Still, Sarel agreed that the plan doesn’t cut to the heart of the problem and that Brezis is correct that doing away with import restrictions offers the single biggest bang for the buck for reducing Israel’s cost of living.
That said, “the standards make it difficult to import and raise costs,” added Sarel. “It reduces competition in the domestic market because domestic manufacturers are protected. They don’t have to fear imports.”
“Do you know that we have a standard for tea bags in Israel different from Lipton? It’s ridiculous,” he pointed out. “The only reason is because that was exactly the barrier Wissotzky needed. They created a standard for Wissotzky.” The Wissotzky Tea Company, founded in Moscow, opened a Middle East branch in 1936 and long ago moved its headquarters to Tel Aviv.
The plan has several elements. First is a tax break for middle-class, working families with children, ages 6 to 12 (230 shekels, or about $70, a month per child). Second is a cut in import taxes for basic commodities, including foods like olive oil, meat and fish, as well as an assortment of other items, from kitchen utensils to furniture to car parts. In addition, the plan increases the subsidy for children’s day care and, to help relieve rising energy costs, cancels a coal tax.
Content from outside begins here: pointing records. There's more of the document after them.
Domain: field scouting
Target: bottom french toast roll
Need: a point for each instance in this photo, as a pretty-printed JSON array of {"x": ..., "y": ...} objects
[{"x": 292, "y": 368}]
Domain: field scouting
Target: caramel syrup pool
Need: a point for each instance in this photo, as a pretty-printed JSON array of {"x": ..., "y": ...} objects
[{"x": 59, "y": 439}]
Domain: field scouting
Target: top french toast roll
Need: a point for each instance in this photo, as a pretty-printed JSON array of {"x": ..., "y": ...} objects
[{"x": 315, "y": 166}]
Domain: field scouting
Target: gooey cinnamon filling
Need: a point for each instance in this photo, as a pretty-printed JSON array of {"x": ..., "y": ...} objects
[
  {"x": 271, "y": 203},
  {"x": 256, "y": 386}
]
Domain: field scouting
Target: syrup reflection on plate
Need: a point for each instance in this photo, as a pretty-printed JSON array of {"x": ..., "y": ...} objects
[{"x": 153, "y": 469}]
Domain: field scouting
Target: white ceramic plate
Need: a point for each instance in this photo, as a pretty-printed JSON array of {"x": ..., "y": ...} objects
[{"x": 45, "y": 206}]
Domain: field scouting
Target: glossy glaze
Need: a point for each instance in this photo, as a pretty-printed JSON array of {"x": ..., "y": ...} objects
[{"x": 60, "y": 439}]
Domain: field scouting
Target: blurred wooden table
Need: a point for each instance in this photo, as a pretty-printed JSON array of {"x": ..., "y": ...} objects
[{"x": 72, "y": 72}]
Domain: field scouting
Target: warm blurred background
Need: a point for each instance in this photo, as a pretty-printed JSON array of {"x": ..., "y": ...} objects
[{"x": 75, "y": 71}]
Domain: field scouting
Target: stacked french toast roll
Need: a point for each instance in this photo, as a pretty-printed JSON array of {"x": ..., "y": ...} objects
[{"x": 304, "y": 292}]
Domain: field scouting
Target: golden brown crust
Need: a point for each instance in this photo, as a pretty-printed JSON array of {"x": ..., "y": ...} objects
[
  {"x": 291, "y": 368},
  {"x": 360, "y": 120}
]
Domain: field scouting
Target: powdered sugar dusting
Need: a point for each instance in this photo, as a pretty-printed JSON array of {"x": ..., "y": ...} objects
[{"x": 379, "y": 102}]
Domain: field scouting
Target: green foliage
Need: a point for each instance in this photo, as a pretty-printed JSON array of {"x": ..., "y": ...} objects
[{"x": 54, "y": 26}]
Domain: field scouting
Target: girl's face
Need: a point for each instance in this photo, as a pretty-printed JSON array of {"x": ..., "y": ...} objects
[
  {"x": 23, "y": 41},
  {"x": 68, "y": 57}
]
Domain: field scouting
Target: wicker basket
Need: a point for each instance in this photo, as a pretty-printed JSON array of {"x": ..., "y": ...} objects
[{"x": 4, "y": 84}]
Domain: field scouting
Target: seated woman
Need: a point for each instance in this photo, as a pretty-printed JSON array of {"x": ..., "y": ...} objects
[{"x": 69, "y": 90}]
“There are a lot of import restrictions—not really import duties—but non-tariff barriers [NTBs]. It’s very difficult to import stuff. You have to fill out a lot of forms. There is a lot of bureaucracy; there’s a lot of regulation. You have to test a sample of everything you’re importing,” he said.
He said small importers can’t navigate the Israeli bureaucracy, which is an expensive process. As a result, only large importers are able to bring products into Israel.
While import restrictions are the key issue, Sarel said other important factors contribute to living expenditures. “In Israel, not only do we have a lot of protections for the agricultural sector, we have a very peculiar way of protecting it,” he said, noting that the protections come not in the form of subsidies (although there are some) but rather in allowing the farmers to form “legal cartels.”
“There is a cartel of eggs. There is a cartel of vegetables. There’s a cartel of milk. For each one of these agricultural products, there is a cartel. And they don’t have to compete with imports because imports are very restricted. Of course, this increases the price of food,” he said.
Reform is difficult because the agricultural lobby is powerful in the Knesset and organizes quickly, said Sarel, adding that “now there is another attempt at reform and it seems that there is some chance that it will succeed.”